ALM-45639 Checkpointing of a Flink Job Times Out
Description
The system checks the checkpointing timeout of Flink jobs every 30 seconds. This alarm is generated if the checkpointing timeout of a Flink job is longer than the threshold (600 seconds by default). This alarm is cleared when the checkpointing timeout of a job is less than or equal to the threshold.
Attribute
Alarm ID |
Alarm Severity |
Auto Clear |
---|---|---|
45639 |
Minor |
Yes |
Parameters
Name |
Meaning |
---|---|
Source |
Specifies the cluster for which the alarm is generated. |
ServiceName |
Specifies the service for which the alarm is generated. |
JobName |
Specifies the job for which the alarm is generated. |
UserName |
Specifies the username for which the alarm is generated. |
Impact on the System
This alarm has no impact on the system.
Possible Causes
The job may be in the sub-healthy state.
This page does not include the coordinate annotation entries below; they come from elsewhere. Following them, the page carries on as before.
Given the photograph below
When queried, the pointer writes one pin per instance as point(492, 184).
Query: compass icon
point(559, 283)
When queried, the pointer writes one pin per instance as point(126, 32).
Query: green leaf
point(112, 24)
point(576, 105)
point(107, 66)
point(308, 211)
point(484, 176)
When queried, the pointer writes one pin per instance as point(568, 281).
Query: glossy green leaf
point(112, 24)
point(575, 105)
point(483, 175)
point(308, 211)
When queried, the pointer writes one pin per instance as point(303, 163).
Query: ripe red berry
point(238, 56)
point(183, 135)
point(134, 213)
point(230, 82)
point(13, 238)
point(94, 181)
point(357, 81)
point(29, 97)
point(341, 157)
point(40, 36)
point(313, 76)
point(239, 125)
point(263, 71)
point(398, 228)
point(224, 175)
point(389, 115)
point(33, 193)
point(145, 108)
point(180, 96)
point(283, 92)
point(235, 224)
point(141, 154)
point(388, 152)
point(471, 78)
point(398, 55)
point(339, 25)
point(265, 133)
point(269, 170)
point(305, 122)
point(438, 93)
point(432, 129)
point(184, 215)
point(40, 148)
The possible causes are as follows:
- The memory for the TaskManager of the job is insufficient.
- The state memory is too large, making checkpointing time-consuming.
Procedure
- Log in to Manager as a user who has the FlinkServer management permission.
- Choose O&M > Alarm > Alarms > ALM-45639 Checkpointing of a Flink Job Times Out, view Location, and obtain the name of the task for which the alarm is generated.
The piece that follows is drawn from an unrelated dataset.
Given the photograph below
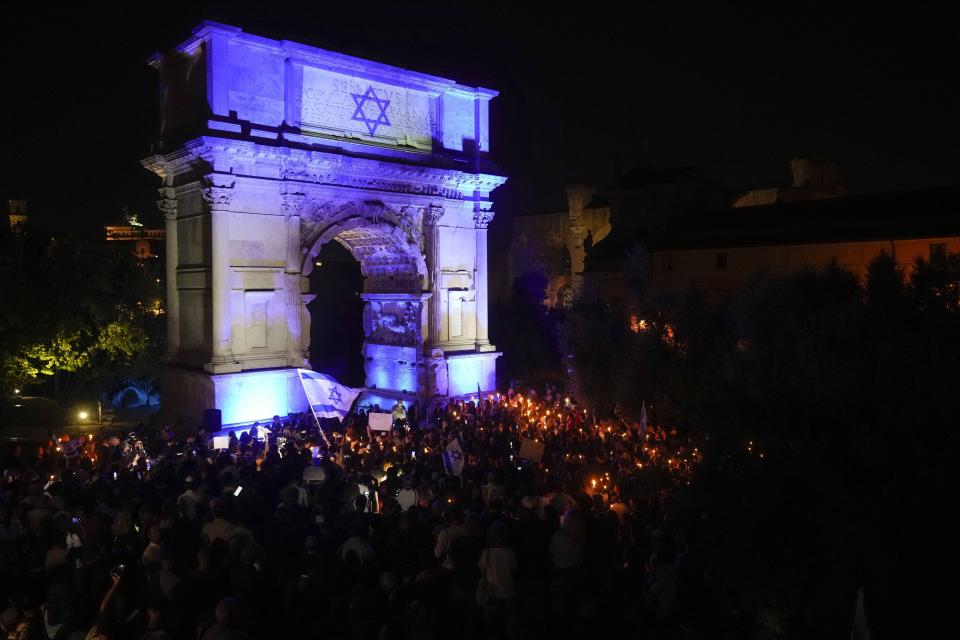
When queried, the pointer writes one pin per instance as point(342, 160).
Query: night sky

- Choose Cluster > Services > Yarn and click the link next to ResourceManager WebUI to go to the native Yarn page.
- Locate the failed task based on its name displayed in Location, search for and record the application ID of the job, and check whether the job logs are available on the Yarn page.
Figura 1 Application ID of a job
- Click the application ID of the failed job to go to the job page.
- Click Logs in the Logs column to view JobManager logs.
Figura 2 Clicking Logs
- Click the ID in the Attempt ID column and click Logs in the Logs column to view TaskManager logs.
Figura 3 Clicking the ID in the Attempt ID column
Figura 4 Clicking Logs
You can also log in to Manager as a user who has the FlinkServer management permission. Choose Cluster > Services > Flink, and click the link next to Flink WebUI. On the displayed Flink web UI, click Job Management, click More in the Operation column, and select Job Monitoring to view TaskManager logs.
- Click Logs in the Logs column to view JobManager logs.
- View the logs of the failed job to rectify the fault, or contact the and send the collected fault logs. No further action is required.
If logs are unavailable on the Yarn page, download logs from HDFS.
- On Manager, choose Cluster > Services > HDFS, click the link next to NameNode WebUI to go to the HDFS page, choose Utilities > Browse the file system, and download logs in the /tmp/logs/Username/logs/Application ID of the failed job directory.
- View the logs of the failed job to rectify the fault, or contact the and send the collected fault logs.
Alarm Clearing
This alarm is cleared when the checkpointing timeout a Flink job is less than or equal to the threshold.
Related Information
None